Fig. 1: Inverse tumorigenicity of ECM1 subtypes.

a Detection of ECM1 mRNA levels in CLs of ovarian cancer cell lines (Hey, HeyA8, SKOV3, SKOV3ip1, OVCA433, OVCA429, and A2780) and a normal cell line (HOSE) by qRT-PCR. ACTB (encoding β-actin) was used to normalize the expression of ECM1. Data are presented as mean ± SD. n = 3 biologically independent repeats. Representative images of ECM1 staining performed by IHC in normal ovary (b), normal fallopian tube (c), and ovarian carcinoma (OC) (d) tissues. The arrows indicate typical tissues (normal or cancer epithelium) stained with ECM1. Bars with 200 or 100 μm indicate the magnification of images.
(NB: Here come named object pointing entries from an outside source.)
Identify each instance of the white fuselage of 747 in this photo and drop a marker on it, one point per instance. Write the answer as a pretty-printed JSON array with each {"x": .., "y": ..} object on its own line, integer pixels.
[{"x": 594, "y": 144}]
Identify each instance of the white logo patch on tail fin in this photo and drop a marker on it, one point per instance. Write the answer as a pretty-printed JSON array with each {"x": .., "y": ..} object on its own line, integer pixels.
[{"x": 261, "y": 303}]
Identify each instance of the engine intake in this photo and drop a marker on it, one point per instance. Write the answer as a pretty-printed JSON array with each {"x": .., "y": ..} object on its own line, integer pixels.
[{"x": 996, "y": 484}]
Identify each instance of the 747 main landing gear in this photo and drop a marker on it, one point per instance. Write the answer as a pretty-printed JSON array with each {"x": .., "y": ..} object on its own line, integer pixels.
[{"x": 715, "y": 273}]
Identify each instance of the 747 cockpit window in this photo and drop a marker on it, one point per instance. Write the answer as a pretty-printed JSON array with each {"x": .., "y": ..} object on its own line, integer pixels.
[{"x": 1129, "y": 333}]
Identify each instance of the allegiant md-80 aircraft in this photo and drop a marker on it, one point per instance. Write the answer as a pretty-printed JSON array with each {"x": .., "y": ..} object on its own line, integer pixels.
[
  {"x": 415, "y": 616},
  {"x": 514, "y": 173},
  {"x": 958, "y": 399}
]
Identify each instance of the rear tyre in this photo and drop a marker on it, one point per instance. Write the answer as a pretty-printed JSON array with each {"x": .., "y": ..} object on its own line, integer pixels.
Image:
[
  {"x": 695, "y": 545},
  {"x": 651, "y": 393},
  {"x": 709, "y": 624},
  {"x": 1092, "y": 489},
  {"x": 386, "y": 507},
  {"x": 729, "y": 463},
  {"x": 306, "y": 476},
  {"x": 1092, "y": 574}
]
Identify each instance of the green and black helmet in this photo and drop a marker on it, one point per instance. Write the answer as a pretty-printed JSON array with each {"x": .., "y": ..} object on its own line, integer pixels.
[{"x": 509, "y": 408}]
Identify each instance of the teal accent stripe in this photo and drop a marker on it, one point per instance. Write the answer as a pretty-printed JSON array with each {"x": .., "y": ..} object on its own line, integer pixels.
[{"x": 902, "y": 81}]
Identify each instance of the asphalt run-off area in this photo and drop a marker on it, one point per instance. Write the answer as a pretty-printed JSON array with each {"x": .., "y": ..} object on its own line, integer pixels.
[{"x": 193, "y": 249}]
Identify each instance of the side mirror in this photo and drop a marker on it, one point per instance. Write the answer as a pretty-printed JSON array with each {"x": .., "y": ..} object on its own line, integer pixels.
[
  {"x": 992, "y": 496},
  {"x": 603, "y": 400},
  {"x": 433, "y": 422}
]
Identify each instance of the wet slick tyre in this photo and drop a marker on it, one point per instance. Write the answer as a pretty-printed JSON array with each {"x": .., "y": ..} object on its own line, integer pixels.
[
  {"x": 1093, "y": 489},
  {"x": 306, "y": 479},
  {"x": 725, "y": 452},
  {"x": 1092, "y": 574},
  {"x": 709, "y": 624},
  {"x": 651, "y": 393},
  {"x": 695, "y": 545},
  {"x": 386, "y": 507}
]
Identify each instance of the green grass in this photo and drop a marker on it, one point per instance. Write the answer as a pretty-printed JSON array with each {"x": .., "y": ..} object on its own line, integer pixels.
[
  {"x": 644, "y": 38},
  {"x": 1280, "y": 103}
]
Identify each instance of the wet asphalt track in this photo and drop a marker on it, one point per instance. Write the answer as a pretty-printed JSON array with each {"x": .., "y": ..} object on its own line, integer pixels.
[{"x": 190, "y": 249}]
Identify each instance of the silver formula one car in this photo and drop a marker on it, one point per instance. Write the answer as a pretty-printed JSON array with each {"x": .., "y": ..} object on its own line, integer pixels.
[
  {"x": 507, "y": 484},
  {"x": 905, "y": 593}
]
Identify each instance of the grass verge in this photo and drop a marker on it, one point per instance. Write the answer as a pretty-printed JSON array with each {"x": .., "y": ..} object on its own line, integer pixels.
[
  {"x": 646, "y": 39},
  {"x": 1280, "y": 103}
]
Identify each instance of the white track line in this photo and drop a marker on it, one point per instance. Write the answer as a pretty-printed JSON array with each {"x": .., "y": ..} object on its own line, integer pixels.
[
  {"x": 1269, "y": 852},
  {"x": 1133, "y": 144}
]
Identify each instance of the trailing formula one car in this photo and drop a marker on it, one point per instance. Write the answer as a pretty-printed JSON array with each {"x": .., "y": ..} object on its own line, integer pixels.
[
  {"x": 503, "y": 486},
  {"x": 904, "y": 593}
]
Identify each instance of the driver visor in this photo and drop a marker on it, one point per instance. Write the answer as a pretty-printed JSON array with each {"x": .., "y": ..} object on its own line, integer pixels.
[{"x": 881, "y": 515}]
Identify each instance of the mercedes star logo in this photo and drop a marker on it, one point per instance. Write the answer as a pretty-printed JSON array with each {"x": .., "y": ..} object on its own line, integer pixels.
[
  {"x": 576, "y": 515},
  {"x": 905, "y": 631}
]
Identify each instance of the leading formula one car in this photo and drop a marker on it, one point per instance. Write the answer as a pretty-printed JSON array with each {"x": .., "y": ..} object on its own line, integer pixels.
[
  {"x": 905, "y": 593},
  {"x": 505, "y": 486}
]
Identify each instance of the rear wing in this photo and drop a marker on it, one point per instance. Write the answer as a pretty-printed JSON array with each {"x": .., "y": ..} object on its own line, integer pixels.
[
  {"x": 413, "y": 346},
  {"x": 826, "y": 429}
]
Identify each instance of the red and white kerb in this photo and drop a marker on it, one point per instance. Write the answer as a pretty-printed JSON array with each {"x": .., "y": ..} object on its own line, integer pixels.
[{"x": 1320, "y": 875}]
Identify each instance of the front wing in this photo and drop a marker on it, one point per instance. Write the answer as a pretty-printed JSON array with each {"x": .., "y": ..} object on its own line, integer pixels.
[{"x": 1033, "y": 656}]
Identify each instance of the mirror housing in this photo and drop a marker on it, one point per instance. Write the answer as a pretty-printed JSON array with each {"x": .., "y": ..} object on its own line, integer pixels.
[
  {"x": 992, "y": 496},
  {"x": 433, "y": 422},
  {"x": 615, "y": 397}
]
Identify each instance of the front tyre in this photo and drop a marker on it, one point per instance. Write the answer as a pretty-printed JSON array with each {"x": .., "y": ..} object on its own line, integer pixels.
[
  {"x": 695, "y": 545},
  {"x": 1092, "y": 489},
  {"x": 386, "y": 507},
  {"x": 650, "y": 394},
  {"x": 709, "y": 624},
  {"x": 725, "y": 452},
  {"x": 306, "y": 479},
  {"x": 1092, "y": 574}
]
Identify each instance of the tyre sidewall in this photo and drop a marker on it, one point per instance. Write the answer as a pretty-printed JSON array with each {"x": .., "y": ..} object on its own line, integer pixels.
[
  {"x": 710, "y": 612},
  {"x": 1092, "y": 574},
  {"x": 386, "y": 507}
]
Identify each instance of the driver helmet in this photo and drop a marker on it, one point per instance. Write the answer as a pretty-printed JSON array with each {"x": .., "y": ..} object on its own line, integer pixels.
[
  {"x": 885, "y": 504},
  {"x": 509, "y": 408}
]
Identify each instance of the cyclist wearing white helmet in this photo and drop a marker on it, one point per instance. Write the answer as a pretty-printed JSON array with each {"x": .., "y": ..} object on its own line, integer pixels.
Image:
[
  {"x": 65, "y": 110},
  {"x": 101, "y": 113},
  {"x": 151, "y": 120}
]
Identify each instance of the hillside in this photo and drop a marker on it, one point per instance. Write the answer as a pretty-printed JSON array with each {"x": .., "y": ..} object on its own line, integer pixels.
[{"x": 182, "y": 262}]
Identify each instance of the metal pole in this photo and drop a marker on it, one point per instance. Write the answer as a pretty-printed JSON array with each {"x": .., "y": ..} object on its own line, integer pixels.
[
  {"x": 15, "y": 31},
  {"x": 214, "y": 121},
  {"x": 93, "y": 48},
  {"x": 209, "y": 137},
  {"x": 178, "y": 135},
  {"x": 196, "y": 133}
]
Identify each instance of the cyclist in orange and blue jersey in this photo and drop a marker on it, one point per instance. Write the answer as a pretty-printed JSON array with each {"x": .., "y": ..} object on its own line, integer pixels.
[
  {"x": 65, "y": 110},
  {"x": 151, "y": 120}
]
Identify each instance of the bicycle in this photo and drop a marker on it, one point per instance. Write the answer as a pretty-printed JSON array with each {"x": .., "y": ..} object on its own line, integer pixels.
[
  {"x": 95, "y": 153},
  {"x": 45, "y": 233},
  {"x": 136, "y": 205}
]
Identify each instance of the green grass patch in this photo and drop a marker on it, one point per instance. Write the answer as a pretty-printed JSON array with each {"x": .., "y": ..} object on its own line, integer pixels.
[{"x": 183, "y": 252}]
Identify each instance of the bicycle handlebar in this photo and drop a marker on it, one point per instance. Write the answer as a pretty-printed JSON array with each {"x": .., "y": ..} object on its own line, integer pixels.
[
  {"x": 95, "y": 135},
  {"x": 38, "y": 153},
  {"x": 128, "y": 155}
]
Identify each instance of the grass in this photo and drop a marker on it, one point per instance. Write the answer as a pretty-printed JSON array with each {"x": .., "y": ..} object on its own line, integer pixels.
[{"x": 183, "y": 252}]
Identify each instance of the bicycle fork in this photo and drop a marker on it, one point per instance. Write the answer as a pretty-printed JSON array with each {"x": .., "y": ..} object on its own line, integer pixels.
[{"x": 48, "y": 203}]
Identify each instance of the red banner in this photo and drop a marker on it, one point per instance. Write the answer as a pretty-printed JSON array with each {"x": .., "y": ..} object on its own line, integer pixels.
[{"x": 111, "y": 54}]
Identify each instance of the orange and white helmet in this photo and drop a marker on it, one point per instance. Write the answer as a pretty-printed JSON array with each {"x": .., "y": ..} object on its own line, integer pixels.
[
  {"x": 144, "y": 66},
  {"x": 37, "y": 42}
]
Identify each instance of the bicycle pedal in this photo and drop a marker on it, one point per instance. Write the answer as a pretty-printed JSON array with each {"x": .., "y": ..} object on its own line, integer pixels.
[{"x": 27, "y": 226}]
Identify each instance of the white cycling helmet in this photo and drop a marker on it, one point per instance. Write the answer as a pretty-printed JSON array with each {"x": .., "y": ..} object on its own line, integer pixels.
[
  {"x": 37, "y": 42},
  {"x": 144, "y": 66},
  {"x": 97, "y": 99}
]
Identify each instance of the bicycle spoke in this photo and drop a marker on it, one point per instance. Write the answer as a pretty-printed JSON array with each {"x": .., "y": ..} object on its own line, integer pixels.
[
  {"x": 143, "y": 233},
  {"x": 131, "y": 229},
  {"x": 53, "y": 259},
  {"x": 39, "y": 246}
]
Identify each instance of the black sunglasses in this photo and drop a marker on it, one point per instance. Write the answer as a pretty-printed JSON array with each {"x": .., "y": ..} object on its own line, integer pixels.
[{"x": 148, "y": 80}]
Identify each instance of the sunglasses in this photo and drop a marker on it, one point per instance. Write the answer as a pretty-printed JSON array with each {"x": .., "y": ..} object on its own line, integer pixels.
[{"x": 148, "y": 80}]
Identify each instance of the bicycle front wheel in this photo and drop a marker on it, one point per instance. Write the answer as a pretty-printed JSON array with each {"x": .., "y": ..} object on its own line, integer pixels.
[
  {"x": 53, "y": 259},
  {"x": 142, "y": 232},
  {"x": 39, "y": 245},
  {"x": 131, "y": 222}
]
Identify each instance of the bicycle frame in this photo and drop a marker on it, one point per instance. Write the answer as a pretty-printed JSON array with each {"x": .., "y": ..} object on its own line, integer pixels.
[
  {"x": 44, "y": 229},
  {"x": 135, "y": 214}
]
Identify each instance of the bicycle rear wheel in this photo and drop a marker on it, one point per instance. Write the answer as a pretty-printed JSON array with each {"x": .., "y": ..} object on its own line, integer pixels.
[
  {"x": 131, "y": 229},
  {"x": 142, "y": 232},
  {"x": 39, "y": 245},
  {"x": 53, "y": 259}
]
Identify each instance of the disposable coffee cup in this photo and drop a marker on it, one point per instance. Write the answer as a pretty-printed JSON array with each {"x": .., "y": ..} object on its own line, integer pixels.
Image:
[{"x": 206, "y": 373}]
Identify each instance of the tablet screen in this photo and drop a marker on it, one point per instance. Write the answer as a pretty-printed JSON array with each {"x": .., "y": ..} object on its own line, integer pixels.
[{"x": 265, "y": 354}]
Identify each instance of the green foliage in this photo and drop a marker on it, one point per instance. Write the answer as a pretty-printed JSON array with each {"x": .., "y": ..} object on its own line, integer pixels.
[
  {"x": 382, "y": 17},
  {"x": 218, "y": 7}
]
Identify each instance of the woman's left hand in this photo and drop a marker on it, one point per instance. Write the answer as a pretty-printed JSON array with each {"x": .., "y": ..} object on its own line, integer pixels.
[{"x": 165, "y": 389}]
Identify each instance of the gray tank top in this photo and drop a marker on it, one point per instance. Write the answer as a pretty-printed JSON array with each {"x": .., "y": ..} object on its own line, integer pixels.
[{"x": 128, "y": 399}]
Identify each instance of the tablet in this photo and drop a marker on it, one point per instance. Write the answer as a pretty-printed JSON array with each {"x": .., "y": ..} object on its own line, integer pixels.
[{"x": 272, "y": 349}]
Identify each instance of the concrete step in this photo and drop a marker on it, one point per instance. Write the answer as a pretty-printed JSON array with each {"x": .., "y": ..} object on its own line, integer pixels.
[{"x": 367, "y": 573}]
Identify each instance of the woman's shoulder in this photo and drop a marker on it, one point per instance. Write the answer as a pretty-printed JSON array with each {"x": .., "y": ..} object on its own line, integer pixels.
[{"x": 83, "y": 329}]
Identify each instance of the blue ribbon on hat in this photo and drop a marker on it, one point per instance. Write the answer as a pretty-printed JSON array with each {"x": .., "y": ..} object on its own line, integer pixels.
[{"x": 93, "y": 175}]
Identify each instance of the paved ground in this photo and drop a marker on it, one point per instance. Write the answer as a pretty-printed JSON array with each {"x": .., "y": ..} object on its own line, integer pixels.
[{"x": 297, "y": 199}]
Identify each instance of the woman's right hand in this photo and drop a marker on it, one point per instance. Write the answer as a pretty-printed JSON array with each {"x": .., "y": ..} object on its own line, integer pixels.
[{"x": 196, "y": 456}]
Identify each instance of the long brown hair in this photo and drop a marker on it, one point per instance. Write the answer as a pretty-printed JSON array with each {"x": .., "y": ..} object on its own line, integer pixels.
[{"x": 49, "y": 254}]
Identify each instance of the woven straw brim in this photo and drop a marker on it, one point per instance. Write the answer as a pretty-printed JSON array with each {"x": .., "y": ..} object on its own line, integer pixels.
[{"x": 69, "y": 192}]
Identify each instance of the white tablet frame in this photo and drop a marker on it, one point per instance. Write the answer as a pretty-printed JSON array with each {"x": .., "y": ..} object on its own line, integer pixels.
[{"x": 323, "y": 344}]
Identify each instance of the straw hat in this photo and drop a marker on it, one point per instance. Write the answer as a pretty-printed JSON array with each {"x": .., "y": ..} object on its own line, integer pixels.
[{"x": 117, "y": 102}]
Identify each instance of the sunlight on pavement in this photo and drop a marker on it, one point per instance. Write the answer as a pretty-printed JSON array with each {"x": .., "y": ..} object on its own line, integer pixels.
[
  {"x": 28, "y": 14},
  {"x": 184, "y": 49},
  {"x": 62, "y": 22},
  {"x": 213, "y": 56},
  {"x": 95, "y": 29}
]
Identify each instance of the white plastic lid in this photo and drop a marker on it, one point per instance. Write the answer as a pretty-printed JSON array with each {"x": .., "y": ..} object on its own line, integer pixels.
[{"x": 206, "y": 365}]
Silencing efficiency of ECM1 with specific shRNAs detected by WB (e), 3D culture image showing spheroid formation (f, bars = 400 µm) and numbers (g, data are presented as mean ± SD, n = 3 biologically independent repeats, two-tailed t-test), and xenograft tumor growth (h, data are presented as mean ± SD, n = 8v8 mice, two-tailed t-test) in eight mice generated from cells expressing ECM1 shRNA or control shRNA. Functional examination of ECM1 subtypes in HeyA8-ECM1 shRNA cells (A8i) after transfection of ECM1a (A8i-A), ECM1b (A8i-B), or empty vector (A8i-V), as confirmed by WB analysis (i); 3D culture images (j, bars = 400 µm) and spheroid number (k, data are presented as mean ± SD, n = 3 biologically independent repeats, two-tailed t-test); and assessment of xenograft tumor growth (l, data are presented as mean ± SD, n = 8v8 mice, two-tailed t-test) and tumor tissues (m) in eight mice injected with cells expressing ECM1a or ECM1b. n Alterations in signaling molecules associated with AKT/FAK/Paxillin/Rac after silencing of ECM1 and overexpression of ECM1a and ECM1b. Detection of the expression of phosphorylated proteins in cells treated or not treated with an HA antibody (o, A8i-A cells) or treated/not treated with bioactive ECM1 (ECM1a) (p, OVCA429 cells). PBS and mouse IgG were used as controls. β-actin was used as a loading control for WB analysis.